Removing elements at more than one index from an array?

Thanks! That's way more efficient than the simple solution I used:

extension Array {
    mutating func remove(elementsAtIndices indicesToRemove: [Int]) -> [Element] {
        let removedElements = indicesToRemove.map { self[$0] }
        for indexToRemove in indicesToRemove.sorted(by: >) {
            remove(at: indexToRemove)
        }
        return removedElements
    }
}

It would be interesting to see how this method would be properly (including more generically) implemented, for example I guess that it should trap if indicesToRemove contains duplicated indices.

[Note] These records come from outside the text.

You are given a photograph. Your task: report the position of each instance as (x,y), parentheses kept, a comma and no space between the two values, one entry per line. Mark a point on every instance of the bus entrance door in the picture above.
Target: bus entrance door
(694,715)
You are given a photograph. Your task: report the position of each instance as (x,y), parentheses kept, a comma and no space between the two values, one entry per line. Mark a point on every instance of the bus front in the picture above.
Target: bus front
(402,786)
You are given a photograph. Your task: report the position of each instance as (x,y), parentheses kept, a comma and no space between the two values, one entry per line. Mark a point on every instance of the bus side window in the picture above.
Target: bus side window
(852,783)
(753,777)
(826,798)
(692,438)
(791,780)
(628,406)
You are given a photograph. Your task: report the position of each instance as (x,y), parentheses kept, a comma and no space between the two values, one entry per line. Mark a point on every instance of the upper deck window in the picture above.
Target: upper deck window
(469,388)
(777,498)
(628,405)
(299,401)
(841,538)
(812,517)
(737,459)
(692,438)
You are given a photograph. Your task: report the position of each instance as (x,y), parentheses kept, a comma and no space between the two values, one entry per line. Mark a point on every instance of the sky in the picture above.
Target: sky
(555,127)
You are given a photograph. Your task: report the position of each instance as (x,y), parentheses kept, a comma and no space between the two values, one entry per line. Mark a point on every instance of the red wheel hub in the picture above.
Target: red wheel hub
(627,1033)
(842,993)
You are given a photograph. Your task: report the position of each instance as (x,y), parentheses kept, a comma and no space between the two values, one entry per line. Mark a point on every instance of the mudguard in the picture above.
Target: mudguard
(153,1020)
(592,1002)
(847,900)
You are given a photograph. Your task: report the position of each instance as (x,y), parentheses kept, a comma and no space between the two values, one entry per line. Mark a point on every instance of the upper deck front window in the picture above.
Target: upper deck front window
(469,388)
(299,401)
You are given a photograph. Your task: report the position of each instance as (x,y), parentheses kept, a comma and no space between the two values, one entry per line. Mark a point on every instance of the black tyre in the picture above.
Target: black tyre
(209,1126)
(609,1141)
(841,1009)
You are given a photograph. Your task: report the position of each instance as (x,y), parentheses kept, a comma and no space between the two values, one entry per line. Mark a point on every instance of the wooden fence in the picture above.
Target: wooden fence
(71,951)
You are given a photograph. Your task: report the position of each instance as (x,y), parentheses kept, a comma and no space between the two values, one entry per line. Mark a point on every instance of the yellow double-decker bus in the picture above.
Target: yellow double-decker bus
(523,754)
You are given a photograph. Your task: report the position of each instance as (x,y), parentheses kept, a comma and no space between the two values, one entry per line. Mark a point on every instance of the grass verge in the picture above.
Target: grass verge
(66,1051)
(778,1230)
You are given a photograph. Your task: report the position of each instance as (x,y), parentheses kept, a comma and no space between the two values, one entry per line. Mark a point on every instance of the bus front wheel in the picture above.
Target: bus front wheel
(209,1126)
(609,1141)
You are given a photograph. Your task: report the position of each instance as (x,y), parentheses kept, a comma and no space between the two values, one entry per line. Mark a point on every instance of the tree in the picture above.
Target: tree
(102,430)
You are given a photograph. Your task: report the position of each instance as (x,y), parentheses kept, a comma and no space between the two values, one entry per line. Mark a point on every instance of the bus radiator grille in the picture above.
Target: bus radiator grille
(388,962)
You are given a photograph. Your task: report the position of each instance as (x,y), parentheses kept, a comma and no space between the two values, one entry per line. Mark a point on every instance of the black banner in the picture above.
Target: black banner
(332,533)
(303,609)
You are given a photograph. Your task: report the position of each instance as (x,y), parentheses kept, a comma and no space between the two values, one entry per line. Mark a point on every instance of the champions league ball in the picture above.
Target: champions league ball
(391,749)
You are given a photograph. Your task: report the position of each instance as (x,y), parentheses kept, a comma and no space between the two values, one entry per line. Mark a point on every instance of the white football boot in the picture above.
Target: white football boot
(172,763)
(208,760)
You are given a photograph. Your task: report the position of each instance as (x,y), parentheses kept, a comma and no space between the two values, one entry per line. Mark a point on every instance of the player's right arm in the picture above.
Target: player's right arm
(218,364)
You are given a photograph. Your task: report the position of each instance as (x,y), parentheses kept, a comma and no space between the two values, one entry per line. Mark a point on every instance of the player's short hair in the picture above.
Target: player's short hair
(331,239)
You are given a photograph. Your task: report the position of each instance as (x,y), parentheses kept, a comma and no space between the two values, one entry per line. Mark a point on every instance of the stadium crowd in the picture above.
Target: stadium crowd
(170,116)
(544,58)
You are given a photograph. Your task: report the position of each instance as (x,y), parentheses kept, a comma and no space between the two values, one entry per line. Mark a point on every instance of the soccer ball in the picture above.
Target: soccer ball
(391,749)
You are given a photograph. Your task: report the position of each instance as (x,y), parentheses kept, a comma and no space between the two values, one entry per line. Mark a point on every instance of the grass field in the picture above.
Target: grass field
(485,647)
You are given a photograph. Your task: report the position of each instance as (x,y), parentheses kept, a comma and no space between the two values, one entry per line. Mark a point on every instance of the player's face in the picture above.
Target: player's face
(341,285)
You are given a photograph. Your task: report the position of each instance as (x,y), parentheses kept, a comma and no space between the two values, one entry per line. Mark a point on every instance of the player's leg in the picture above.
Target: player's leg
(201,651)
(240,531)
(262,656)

Thank you for the small challenge, I hope I did not forget any corner case.

extension RangeReplaceableCollection where Index: Hashable {
  public mutating func removeAll<C>(at collection: C) -> Self where
    C: Collection,
    C.Element == Index
  {
    let indices = Set(collection)
    // Trap if number of elements in the set is different from the collection.
    // Trap if an index is out of range.
    precondition(
      indices.count == collection.count &&
      indices.allSatisfy(self.indices.contains)
    )
    // Create a new instance and reserve enough capacity to store all removed
    // elements.
    var result = Self.init()
    result.reserveCapacity(indices.count)
    // Remove the elements and fill the new collection.
    indices
      .lazy
      .sorted()
      .enumerated()
      .forEach { (offset, index) in
        let shiftedIndex = self.index(index, offsetBy: -offset)
        let element = remove(at: shiftedIndex)
        result.append(element) 
      }
    // Return the result collection.
    return result
  }
}

The whole trick is, you need to fix the indices for each iteration, which is quite easy since we know that each removal will decrease the count by one. With that knowledge we can simply offset every index by its negative enumerated offset. The indices must also be sorted before we do that.

1 Like

Checking sequence.underestimatedCount might be a not so good idea, a sequence is free to return zero (or some other value less than the actual number of elements).

var a = Array(0..<10)
let toRemove = a.indices.lazy.filter { $0 % 3 == 0 }

print(toRemove.underestimatedCount) // 0
let b = a.removeAll(at: toRemove) // 💣
2 Likes

Thank you, I updated the method to operate on collections instead.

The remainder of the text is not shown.